Edna Fire Department's could be axed because of budget woes
July 20, 2012 at 2:20 a.m.
Updated July 22, 2012 at 2:22 a.m.
Did You Know?
Last year, the department responded to 1,100 medical calls and 130 fire calls.
Meet the Edna Fire Department
• Buster Chase: 35 years
• Doug Kelley: 22 years
• Russell Johnson: 21 years
• Shannon Goebel: 15 years
• Nick Strauss: 12 years
• Kurt Janica: 11 years
• Terry Jordan: 5 years
• Dave Garza: 4 years
• Total years experience: 125 years
Want to voice your concerns?
• WHAT: Edna City Council Meeting
• WHEN: 6:30 p.m. Aug. 2
• WHERE: City Hall Council Chambers, 126 W. Main St.
The city of Edna could be without full fire and medical services if a solution for a tight budget cycle is not soon realized.
Wearisome discussion at Thursday night's city council meeting circulated around a projected $482,387 deficit the Edna Fire Department would leave and whether so large a deficit equated to keeping the department, said Kurt Janica, a fire department shift lieutenant.
The fire department, which has eight paid firefighters/medics, is expected to bring in about $301,087 in revenue of the department's projected $783,474 budget.
Revenue is generated from medical calls and is all contingent on residents who've used the service paying the bill.
"We're not in the business of profit," Janica said. "We don't turn people away."
The expected deficit now has the city council scrambling for viable options - including having the Jackson County Hospital District pick up medical services.
This is a problem, Janica said.
"They are proposing to do away with the EMS budget," Janica said. "But in that EMS budget is not only EMS ... they (residents) are also getting the commissioned fire department, hazmat, fire inspections and grant writing."
Losing the EMS budget would mean a possible increase in homeowners' insurance rates because of lowered Insurance Service Office ratings, Janica said.
However, Edna would not be completely without fire services.

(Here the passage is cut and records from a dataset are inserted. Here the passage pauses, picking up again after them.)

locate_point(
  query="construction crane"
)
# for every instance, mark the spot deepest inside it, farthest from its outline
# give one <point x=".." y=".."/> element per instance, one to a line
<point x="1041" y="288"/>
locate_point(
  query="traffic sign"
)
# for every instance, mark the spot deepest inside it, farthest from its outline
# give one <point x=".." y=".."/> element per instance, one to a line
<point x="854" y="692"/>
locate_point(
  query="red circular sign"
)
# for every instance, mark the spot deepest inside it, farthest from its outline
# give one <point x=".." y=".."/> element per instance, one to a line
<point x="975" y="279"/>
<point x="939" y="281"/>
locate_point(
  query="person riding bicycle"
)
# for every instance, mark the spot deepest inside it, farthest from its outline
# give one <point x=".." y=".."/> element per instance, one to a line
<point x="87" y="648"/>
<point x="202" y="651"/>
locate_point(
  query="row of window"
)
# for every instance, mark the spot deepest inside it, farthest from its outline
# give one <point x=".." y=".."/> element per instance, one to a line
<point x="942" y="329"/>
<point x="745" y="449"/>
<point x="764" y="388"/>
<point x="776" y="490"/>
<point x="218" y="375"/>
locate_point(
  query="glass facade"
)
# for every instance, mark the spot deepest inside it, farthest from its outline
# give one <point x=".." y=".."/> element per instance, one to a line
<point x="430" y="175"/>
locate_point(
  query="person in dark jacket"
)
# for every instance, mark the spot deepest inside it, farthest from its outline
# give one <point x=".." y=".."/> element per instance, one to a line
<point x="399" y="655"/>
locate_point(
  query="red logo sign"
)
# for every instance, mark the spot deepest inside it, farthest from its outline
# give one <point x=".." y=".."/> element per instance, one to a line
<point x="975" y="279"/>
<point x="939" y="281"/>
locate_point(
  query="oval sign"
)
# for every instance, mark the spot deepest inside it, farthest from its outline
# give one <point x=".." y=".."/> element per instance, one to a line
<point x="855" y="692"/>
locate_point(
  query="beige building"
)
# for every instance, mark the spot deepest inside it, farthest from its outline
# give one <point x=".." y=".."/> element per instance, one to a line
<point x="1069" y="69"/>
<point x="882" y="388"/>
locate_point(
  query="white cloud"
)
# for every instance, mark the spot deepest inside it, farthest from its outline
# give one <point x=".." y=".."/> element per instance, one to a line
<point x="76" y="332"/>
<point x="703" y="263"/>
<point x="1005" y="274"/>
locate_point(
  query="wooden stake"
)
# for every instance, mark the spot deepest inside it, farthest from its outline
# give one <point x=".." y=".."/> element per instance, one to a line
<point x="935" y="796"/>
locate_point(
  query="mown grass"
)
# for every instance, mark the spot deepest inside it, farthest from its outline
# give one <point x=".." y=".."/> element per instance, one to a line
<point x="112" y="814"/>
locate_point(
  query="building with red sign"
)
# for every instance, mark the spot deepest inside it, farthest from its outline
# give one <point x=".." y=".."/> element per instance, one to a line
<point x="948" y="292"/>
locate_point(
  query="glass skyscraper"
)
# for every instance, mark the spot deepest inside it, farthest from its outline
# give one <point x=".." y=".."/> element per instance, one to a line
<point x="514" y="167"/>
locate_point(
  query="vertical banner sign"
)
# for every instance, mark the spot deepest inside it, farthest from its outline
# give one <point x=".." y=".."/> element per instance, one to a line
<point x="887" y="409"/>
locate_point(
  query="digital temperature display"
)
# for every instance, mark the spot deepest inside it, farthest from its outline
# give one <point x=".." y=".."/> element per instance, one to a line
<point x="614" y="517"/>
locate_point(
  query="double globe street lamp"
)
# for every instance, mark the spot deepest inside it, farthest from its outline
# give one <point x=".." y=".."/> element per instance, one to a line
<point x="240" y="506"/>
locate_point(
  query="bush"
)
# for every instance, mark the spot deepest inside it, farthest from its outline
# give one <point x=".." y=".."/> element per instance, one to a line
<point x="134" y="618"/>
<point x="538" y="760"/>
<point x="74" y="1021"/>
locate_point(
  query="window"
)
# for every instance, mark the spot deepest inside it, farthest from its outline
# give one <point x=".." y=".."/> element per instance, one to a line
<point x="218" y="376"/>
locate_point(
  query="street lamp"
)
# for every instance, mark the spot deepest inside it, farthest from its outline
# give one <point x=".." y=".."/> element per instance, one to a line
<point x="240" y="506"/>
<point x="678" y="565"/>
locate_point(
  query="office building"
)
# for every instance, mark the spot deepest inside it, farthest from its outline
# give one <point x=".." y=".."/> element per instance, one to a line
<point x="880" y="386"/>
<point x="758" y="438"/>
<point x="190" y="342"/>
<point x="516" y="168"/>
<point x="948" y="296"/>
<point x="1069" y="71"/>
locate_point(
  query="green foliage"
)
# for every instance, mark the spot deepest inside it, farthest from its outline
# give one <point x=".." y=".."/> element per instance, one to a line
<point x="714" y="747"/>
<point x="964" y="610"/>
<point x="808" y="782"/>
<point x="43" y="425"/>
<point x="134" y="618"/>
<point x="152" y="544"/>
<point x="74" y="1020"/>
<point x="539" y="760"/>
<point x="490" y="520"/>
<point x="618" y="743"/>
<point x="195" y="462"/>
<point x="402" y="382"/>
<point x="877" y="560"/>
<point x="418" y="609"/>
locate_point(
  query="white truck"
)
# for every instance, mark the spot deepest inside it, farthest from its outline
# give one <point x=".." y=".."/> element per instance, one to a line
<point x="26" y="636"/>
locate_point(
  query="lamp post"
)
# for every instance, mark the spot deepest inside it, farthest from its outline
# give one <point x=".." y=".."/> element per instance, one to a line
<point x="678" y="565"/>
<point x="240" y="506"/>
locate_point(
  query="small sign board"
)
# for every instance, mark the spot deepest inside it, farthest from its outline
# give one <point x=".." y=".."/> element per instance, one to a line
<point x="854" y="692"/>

The city of about 7,000 residents and the 315 square miles of county the fire department oversees would have to rely on Edna volunteer firefighters and the Victoria County and Ganado Volunteer Fire Departments. Also, the hospital district has its own EMS, which answers medical calls and transfers patients.

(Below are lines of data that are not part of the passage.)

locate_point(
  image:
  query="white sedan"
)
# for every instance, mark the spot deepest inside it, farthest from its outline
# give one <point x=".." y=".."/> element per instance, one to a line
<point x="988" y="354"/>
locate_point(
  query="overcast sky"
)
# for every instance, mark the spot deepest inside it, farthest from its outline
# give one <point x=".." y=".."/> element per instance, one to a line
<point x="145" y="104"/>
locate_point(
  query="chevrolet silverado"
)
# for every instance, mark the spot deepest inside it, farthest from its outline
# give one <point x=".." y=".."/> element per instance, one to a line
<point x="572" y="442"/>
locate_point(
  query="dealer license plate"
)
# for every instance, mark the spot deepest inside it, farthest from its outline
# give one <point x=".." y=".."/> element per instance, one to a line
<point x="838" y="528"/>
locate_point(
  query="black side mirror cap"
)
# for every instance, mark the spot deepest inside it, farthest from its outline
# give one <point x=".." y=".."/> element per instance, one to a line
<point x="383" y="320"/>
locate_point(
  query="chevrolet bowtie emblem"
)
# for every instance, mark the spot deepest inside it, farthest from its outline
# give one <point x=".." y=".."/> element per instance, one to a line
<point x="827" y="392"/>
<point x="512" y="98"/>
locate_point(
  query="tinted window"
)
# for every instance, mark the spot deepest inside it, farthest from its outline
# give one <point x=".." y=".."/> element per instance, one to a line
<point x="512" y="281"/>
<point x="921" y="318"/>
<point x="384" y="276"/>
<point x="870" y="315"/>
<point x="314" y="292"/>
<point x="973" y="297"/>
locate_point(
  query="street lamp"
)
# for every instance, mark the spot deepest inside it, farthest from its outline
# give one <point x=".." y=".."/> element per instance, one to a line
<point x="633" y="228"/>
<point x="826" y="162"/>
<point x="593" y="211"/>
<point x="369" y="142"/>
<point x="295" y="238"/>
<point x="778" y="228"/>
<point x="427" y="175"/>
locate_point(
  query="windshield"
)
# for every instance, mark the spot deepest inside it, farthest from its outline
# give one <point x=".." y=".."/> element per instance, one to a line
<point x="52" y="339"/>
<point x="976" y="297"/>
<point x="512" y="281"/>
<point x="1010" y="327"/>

But volunteers won't cut it, said Janica, who cited a July fire in which only one volunteer showed up. Had it not been for the paid staffed responders, the fire could have gotten out of control.
Edna Mayor Joe Hermes said the department will not be going away anytime soon.
"I still see the fire department being part of the city operation next fiscal year," Hermes said.
Hermes declined to go into specifics as to the possibility of the hospital district taking over medic services.
"No decision has been made yet," Hermes said. "This gives us time to explore more options. Right now, nothing has actually changed. I think it's way too early for this to be circulated."
Now is the time for this information to be circulated because it directly impacts taxpaying citizens, Janica said.
The budget has to be finalized by Sept. 30. The mayor asked for two budgets to be presented at the Aug. 2 city council meeting - one budget with a commissioned fire department and one without.
Lloyd "Buster" Chase, the city's EMS director and fire marshal, said the fire and medical services will continue smoothly until a decision is made.
"The city of Edna fire and EMS will continue to provide the best care and protection for its citizens during this time of deliberation," Chase said in an emailed statement.